Selasa, November 26, 2024
HomeAbsurdIPA vs IPS: Proses Memilih Jurusan

IPA vs IPS: Proses Memilih Jurusan

on

IPA vs IPS: Proses Memilih Jurusan – Setelah beberapa hari yang lalu gue sempat bikin postingan yang berisi curhatan mengenai jurusan di sekolah, kali ini gue akan sedikit curhat mengenai bagaimana proses yang gue alamin saat memilih jurusan. Gak lengkap rasanya kalau gue curhat tentang bagaimana jurusan yang telah gue ambil tanpa menceritakan bagaimana proses sebelum gue terpilih menjadi siswa IPS.

Kalau belum baca cerita sebelumnya, gue sarankan kalian untuk membaca curhatan gue sebelumnya di sini. Udah? Yak, kali ini gue akan menceritakan bagaimana proses yang gue alamin sebelum gue menjadi seorang siswa jurusan IPS. Gak usah serius-serius amat lah ya. Kalian boleh selonjoran sambil menikmati kopi yang baru aja kalian buat. Kalau gak ada, gue saranin buat dulu deh itu kopi… biar asyik gitu. Udah? Jadi begini ceritanya…

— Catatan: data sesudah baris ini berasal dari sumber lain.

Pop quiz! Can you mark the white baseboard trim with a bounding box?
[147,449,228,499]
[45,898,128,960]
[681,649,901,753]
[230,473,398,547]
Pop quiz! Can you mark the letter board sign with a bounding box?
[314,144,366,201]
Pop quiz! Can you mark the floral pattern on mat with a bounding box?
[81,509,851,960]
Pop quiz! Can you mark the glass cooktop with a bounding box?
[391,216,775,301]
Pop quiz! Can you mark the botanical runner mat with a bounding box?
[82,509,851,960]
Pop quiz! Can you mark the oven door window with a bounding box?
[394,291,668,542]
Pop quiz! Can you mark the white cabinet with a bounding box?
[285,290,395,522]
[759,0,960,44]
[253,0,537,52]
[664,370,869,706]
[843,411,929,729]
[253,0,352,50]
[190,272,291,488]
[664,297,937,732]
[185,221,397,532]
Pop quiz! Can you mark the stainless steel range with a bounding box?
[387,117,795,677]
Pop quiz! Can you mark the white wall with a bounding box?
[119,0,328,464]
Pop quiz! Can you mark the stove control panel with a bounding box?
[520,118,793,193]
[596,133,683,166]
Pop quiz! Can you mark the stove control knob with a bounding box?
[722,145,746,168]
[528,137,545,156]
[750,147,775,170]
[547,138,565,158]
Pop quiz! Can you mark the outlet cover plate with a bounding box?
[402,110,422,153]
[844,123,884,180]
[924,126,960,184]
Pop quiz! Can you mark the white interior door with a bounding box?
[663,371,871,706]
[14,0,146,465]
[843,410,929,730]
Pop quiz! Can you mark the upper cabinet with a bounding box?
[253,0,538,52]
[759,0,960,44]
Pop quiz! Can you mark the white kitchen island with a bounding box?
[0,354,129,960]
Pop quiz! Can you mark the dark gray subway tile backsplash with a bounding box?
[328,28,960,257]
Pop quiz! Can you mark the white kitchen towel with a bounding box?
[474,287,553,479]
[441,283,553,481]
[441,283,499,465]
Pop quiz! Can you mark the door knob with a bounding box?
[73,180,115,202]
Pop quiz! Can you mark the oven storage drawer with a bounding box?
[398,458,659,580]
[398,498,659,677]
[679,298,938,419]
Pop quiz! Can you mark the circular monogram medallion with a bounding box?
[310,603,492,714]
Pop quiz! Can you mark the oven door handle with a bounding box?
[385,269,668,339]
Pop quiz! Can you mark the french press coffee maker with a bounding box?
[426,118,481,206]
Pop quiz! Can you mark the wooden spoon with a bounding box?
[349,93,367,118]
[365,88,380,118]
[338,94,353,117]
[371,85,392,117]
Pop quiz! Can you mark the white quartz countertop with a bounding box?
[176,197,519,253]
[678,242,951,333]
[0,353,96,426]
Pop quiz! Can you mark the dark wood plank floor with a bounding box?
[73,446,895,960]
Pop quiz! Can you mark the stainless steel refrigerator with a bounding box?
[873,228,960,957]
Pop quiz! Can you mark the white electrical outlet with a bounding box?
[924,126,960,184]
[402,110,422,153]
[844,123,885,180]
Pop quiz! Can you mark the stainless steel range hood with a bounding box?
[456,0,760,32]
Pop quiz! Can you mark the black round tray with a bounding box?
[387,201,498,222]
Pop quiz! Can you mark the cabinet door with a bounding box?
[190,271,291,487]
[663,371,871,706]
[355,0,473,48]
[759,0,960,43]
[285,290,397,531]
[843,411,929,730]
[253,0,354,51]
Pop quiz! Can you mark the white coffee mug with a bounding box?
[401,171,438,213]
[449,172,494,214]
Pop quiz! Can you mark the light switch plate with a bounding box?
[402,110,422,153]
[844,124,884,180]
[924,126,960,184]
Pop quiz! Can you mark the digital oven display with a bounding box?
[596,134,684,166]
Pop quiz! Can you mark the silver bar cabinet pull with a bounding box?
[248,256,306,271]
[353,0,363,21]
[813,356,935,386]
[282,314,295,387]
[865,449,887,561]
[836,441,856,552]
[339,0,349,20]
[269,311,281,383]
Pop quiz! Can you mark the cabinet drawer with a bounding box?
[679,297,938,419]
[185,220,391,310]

Sebelumnya suasana kelas saat itu tengah ramai sekali. Perlu kalian ketahui, kelas gue masuk dalam barisan kelas yang ‘rawan’ dan berbahaya karena setiap guru yang mengajar di kelas selalu mengeluhkan cara murid menerima pelajaran yang di terangkan oleh sang guru. Itu loh… kelas gue itu ramai banget. Udah kayak pasar aja. Jadi beberapa guru mengeluhkan hal ini.

“Kelas X itu begini-begini,” ucap guru yang baru saja selesai mengajar di kelas.

“Oh… kelas X itu begini-begitu,” sambung guru yang lain, yang juga mengajar di kelas gue.

Gak mau kalah, “Oh… ibu ngajar di kelas X3? Hati-hati loh bu… anaknya bandel-bandel. Susah di atur,” balas guru yang lain, yang juga mengajar di kelas gue yang dulu.

Kami semua juga terancam gak naik kelas karena kelas kami selalu membuat masalah saat proses belajar-mengajar di sekolah tengah berlangsung. Belum selesai permasalahan ini, timbul lagi permasalahan baru. Persoalan yang kami hadapi seolah tiada henti-hentinya menerpa.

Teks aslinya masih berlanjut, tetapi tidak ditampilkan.